German emblem, from Symbolorvm & emblematvm ex animalibvs qvadrupedibvs desvmtorvm centvria altera, 1593. NYPL

“Say, isn’t that John Ashbery?” I asked. “Over there, speaking with some young poet who’s trying to look like a young John Ashbery?” I told him, though I sounded just like the Kent Johnson in the “Matterhorn” poem who tells Fred Seidel that he sees John Ashbery. “That’s ridiculous.  Everyone knows Ashbery is dead,” said Kent. “And besides, why would the Poetry Institute put John Ashbery in a poetry re-education camp? They love his poetry.”

More and more confused, I turned again to a poem to help me right my balance. “‘Could someone tell me why I’ve never been / selected for the yearly Best American Poetry?’” I read from “Could Someone Tell Me Why.” Is it a crime, I wondered, to write such a thing in a poem? I must have said this aloud, as Kent told me that he would be released from the re-education camp as soon as he wrote a poem that was chosen for Best American Poetry. I wasn’t sure if he was joking or serious, and I nervously laughed. “But that means you’ll be here forever!” I said, to cheer him up. I could hear John Ashbery laughing nearby.

 
Michael Maier, “Emblema VIII.  ‘Take the egg and strike it with a fiery sword.’ from Atalanta Fugiens, 1618.

Michael Maier, “Emblema VIII. ‘Take the egg and strike it with a fiery sword.’ from Atalanta Fugiens, 1618.
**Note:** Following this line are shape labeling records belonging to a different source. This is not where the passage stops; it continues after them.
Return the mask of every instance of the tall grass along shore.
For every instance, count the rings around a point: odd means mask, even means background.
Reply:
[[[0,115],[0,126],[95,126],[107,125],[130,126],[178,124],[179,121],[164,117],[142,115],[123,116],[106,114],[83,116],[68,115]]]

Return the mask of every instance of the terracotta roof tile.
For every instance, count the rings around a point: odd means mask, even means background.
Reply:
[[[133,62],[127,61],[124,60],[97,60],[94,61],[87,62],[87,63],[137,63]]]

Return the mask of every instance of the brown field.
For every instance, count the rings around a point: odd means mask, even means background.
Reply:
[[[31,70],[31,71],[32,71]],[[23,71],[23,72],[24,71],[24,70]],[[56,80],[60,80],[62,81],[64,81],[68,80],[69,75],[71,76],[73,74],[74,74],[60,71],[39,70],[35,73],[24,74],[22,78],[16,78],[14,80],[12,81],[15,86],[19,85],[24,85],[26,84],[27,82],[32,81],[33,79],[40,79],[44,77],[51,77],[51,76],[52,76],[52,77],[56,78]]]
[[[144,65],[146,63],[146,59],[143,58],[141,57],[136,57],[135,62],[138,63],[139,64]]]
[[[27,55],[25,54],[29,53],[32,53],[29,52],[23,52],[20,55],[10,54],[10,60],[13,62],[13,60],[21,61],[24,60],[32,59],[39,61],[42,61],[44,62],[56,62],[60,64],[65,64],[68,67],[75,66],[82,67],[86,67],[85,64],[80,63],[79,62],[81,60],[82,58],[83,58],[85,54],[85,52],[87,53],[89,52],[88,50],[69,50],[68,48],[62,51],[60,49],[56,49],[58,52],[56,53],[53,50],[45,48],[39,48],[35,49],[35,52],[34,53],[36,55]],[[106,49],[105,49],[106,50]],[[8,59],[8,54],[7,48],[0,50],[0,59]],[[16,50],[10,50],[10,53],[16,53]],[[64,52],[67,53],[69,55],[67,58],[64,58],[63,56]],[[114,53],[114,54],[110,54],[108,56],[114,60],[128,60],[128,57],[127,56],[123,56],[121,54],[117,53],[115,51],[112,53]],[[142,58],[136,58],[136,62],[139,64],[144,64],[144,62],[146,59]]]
“Is there anything of your poetry that the Poetry Institute folks actually approve of?” I asked. He took my copy of Because of Poetry, and with his Sharpie started blacking out objectionable lines in the poems (this took a good hour, but it felt like a few seconds). He handed me back the book and all the lines were blacked out, except for these lines: “I like the way the flowers grow, / The way rain falls, the discs of snow.” “Of the entire book of poetry, 89 pages, that’s the only thing they like?” I said. He nodded.

I had to leave the dream and get back to fighting the spread of COVID-19 by injecting myself with poetry approved by the Poetry Institute. I hope Kent Johnson, or Roque Dalton, or whoever the hell he is, will get out of the poetry camp soon. Perhaps he’ll escape, disguised as John Ashbery. Or maybe as the Matterhorn.  

 

John Bradley

John Bradley's most recent book is Everything in Motion, Everything at Rest (Dos Madres Press). Forthcoming: Hotel Montparnasse: Letters to Cesar Vallejo, a verse novel narrated through letters.